Я не хочу, чтобы господин Андерман догадался о том, что у меня на душе, поэтому я сую руку в карман, вытаскиваю оттуда часы и вижу, что приближается девятый час, а ведь в девять доктор обычно идет в свой клуб и напивается там допьяна, а у меня дома лежат двое больных, и чем они больны — неизвестно. Господин Андерман понимает, что я спешу, но понимает это так, словно я боюсь опоздать на почту, и говорит мне: «На почте изменилось расписание, вы можете не спешить».
Я не исправляю его ошибку и не рассказываю ему о своих больных, чтобы он не стал морочить мне голову своими советами и не задерживал меня.

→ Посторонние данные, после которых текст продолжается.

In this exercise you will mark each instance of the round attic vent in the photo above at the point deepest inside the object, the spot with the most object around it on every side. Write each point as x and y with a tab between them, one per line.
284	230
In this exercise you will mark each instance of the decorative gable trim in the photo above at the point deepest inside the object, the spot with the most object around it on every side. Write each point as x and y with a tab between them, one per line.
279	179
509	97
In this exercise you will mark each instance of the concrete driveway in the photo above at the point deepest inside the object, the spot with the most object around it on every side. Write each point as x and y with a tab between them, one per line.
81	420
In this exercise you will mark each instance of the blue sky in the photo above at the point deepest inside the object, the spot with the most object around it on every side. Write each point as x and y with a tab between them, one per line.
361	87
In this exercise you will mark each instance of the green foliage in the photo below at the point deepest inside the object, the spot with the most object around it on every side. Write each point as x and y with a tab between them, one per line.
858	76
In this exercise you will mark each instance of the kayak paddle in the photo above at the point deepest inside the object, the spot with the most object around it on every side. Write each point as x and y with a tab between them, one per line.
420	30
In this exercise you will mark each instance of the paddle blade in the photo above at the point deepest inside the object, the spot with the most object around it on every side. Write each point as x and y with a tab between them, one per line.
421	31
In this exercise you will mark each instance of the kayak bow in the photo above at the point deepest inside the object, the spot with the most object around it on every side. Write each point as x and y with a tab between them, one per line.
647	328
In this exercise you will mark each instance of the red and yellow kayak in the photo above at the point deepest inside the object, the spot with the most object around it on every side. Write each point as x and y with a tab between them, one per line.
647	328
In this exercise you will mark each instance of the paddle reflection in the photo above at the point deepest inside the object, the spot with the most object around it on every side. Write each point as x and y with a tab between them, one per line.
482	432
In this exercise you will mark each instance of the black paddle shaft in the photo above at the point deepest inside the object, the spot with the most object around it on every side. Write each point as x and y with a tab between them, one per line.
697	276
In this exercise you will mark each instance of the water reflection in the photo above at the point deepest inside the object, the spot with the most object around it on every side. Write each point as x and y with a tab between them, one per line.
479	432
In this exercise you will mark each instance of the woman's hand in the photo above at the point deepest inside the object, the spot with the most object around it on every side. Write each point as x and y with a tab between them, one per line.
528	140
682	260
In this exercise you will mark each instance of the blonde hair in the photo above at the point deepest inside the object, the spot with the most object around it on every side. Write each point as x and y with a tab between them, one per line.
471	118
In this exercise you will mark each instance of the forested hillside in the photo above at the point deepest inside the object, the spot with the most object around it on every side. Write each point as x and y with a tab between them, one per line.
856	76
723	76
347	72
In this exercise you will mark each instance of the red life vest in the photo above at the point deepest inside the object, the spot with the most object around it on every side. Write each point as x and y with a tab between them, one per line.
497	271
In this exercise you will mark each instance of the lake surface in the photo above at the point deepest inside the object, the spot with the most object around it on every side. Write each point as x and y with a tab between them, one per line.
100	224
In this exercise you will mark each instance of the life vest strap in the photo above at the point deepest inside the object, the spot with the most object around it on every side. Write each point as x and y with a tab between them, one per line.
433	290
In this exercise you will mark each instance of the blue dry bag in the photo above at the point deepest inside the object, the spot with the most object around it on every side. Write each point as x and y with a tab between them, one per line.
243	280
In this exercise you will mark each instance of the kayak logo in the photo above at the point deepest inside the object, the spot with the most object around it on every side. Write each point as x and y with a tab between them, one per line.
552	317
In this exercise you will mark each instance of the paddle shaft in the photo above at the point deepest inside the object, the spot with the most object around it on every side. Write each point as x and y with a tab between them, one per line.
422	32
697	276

В эту минуту мимо нас проходит благообразного вида старик, и я вижу, что это тот кантор, пение которого я слышал в синагоге в Судный день. Многих канторов доводилось мне слышать, но, чтобы у человека даже скорбная молитва звучала так приятно и внятно, не слышал никогда. Я не раз пытался с ним заговорить, но все никак не получалось. Сейчас он поднимает на меня глаза, уставшие от плачей, и смотрит так дружелюбно, словно хочет сказать: вот, я здесь, если хочешь, давай поговорим. Но тут господин Андерман снова хватает меня за руку и не дает мне уйти. Конечно, я могу вырвать у него руку и уйти, но как раз в этот день на меня утром напала собака и порвала на мне одежду, и я понимаю, что, если я повернусь и пойду, господин Андерман увидит на мне рваный костюм.